Baca Juga: Viral Detik-Detik Olla Ramlan Ambruk Saat Tabur Bunga Pemakaman Sang Ibunda Tis’ah Djahri
Melalui tarian ini, pesan moral dan nilai religius disampaikan lewat syair-syair berbahasa Gayo. Tiap gerak memiliki makna, mulai dari penghormatan, doa, hingga ungkapan syukur.
Ciri khas utamanya adalah keserempakan gerak. Tak ada individu yang menonjol; semua bergerak dalam satu napas dan satu irama. Filosofinya jelas — kekuatan lahir dari kebersamaan. Disiplin, ketepatan, dan koordinasi menjadi kunci utama agar harmoni gerak tercipta sempurna.
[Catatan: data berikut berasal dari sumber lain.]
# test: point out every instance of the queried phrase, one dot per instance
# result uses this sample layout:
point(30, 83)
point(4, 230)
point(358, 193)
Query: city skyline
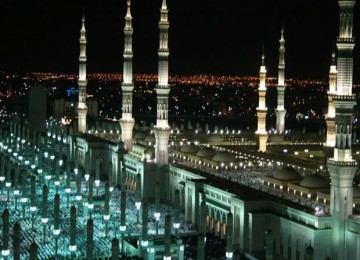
point(205, 36)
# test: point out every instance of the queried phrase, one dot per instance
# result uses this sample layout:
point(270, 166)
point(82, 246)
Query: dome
point(315, 182)
point(140, 135)
point(150, 138)
point(223, 157)
point(148, 154)
point(276, 138)
point(189, 149)
point(215, 138)
point(205, 152)
point(287, 174)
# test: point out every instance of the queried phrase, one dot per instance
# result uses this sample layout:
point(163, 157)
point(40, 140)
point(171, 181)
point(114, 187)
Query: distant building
point(37, 108)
Warisan Dunia yang Mendunia
Pada 2011, UNESCO menetapkan Tari Saman sebagai Warisan Budaya Takbenda Dunia. Pengakuan ini menegaskan nilai universal tarian tersebut, yang mencerminkan kedamaian, solidaritas, dan semangat gotong royong.
Di berbagai festival internasional, Tari Saman selalu berhasil menarik perhatian berkat energi dan pesan spiritual yang disampaikannya.
Generasi Muda Jadi Penjaga Tradisi
Kini, upaya pelestarian Tari Saman terus digencarkan. Di Aceh Tengah, banyak sekolah dan sanggar yang mengajarkan tarian ini kepada pelajar.
Bahkan, pelatihan digital mulai diperkenalkan agar generasi muda lebih mudah mempelajarinya. Media sosial juga menjadi wadah baru bagi komunitas untuk menampilkan keindahan Tari Saman kepada dunia.
Adaptasi di Era Digital
Beberapa kelompok seni kini menambahkan pencahayaan modern dan musik pendukung tanpa mengubah nilai aslinya.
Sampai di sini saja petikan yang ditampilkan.